We give an example. Let the phrase

had 5 clicks and 1 conversion, and for the ad group in which it’s located

, got 100 clicks and 5 conversions. If we assume that a hundred clicks are enough to make a decision on the optimal bid, we get:

The pooling method and its various generalizations are widely used in contextual advertising automation systems. For example, Marin Software, the world's most popular advertising management platform on the Internet, has patented its model (patent US PTO 60948670):

Where

- the average value of the conversion probability for the next pooling level,

- variance (measure of spread) of the conversion probability values of the next pooling level.

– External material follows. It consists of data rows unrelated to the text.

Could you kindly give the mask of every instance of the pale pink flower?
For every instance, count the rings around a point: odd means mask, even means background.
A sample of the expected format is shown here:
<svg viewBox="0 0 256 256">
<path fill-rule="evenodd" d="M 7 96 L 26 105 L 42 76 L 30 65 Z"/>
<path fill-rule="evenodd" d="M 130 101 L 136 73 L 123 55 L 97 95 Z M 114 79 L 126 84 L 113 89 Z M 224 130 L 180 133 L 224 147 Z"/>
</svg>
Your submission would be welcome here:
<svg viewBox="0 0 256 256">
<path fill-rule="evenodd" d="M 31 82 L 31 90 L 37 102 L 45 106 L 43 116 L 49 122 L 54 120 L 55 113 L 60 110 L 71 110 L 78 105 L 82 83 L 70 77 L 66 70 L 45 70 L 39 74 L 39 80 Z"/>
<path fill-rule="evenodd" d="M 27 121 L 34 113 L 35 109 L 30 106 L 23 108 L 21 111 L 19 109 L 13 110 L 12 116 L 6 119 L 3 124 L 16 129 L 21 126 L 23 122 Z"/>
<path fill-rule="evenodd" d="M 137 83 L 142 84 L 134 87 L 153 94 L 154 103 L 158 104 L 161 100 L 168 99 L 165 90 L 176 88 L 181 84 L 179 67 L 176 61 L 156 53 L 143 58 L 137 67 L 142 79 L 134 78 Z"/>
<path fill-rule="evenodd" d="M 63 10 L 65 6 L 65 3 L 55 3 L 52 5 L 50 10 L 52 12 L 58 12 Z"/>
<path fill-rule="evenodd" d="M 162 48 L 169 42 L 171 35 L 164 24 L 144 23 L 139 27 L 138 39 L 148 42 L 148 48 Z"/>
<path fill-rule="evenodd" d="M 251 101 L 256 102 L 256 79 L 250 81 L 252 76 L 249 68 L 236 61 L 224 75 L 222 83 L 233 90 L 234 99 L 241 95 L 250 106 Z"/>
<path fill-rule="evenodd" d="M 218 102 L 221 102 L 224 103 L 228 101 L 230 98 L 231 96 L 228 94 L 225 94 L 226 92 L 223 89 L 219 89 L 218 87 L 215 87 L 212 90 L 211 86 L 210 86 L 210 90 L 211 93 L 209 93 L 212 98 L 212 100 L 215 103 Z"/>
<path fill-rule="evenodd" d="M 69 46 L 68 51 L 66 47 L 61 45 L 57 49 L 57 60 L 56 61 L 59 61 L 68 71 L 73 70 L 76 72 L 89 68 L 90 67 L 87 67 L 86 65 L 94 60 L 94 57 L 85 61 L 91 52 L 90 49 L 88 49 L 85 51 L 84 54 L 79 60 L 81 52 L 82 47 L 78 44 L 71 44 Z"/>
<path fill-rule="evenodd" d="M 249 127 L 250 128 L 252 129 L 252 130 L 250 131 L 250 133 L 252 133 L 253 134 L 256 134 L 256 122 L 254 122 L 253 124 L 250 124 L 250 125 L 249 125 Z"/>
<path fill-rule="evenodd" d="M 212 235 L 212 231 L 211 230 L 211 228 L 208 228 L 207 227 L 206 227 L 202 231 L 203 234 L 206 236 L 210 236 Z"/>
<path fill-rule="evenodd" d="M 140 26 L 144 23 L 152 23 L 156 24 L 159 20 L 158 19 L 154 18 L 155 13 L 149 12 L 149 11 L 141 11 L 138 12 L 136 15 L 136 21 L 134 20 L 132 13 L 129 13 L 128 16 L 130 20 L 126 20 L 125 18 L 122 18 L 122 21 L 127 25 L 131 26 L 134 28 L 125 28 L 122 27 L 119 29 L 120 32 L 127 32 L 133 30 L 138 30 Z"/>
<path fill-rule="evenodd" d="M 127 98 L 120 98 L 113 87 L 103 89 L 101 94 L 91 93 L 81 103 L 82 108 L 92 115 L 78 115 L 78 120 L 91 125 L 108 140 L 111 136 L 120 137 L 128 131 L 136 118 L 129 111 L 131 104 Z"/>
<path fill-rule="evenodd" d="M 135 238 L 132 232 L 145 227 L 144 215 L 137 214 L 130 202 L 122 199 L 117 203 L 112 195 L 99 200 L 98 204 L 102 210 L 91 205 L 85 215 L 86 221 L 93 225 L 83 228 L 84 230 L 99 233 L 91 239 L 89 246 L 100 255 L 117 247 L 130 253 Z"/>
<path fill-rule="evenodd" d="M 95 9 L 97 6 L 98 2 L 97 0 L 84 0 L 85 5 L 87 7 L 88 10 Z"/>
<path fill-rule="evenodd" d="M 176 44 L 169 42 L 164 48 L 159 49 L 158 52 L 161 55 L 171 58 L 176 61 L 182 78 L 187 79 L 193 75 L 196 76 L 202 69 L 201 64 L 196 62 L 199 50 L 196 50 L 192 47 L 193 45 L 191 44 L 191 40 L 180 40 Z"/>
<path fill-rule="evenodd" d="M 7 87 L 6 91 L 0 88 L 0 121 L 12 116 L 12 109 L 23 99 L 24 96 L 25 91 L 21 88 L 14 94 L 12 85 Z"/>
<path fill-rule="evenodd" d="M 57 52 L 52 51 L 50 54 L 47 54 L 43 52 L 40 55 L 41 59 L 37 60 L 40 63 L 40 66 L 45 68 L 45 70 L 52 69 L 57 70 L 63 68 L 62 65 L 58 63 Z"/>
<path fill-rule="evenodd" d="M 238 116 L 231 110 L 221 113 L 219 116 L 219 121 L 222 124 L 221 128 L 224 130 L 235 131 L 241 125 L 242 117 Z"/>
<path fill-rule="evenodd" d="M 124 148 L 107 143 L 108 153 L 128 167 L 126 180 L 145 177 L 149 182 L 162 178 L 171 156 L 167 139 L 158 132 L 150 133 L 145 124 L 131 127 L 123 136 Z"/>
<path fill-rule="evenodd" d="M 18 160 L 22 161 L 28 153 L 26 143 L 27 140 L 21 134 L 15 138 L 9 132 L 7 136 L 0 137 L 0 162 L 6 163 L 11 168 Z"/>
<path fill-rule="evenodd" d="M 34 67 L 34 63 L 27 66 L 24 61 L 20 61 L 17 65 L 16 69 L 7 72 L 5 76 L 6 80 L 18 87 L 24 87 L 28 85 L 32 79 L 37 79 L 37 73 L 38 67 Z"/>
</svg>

Obviously, the larger the variance, the less

, which means that the next level of pooling in predicting the conversion rate has less influence. Value

determined by how close conversion rates are to each other. With the classic pooling model

will directly depend on how well the advertising account is developed, which means the quality of forecasting directly depends on the human factor.

In addition, hierarchical pooling only takes into account statistics for phrases, leaving aside its structure.

In connection with the foregoing, the Calltouch team developed a different approach to forecasting conversion rates.

Key ideas of our approach

The main idea of our approach is to abandon the hierarchical structure when pulling. Instead, a special metric is introduced.

(a measure of distance), allowing to evaluate the similarity of the texts of key phrases among themselves.
For a given keyword phrase

we will select such elements from a variety of phrases with sufficient statistics

(which we will call the clustering core) so that the distance between the text

and selected elements did not exceed some predetermined number

If for a given

the cluster does not contain enough statistics, then

increases by a certain step

until in

you won’t get enough statistics to predict the phrase’s conversion rate

. Once the cluster is composed, the average value of the conversion rate of phrases within the cluster is selected as the value

. Graphically, this process can be represented in the following form:

Now we will consider the cluster structure in more detail:

Key phrases with a small dispersion of the conversion coefficient are selected in the left figure, while with a large dispersion in the right one. It can be seen that in the case of large dispersion, the algorithm converges more slowly (it is necessary to increase the threshold several times

, and the forecast itself is less accurate. Therefore, it is required to pre-select a phrase similarity metric that minimizes variance.

Affinity metrics

There are many different metrics to calculate the similarity of two texts (key phrases in our case). Each of these metrics has both its advantages and disadvantages, which narrow the scope of their possible application. In a study conducted by our team, the following types of distances were considered:

Levenshtein distance
N gram distance
Cosine distance

We consider each of the metrics in more detail.

Levenshtein distance

Levenshtein distance is defined as the minimum number of operations to insert one character, delete one character and replace one character with another, necessary to turn one line into another. Denote this line spacing

and

. Clear that the more

the smaller the line

and

look alike.

Here are some examples.

Let be

and

then to turn

, it is required to replace “t” with “o”, “p” with “b” and “o” with “a”, which means

.

If a

'this is one phrase' and

"and this is a completely different phrase," then

.

The main advantages of Levenshtein's distance are its weak dependence on the word forms in the text as well as ease of implementation, and the main disadvantage is the dependence on the word order.

N gram distance

The main idea underlying the calculation of the N-gram distance is to split the lines into substrings of length N and count the number of matching substrings.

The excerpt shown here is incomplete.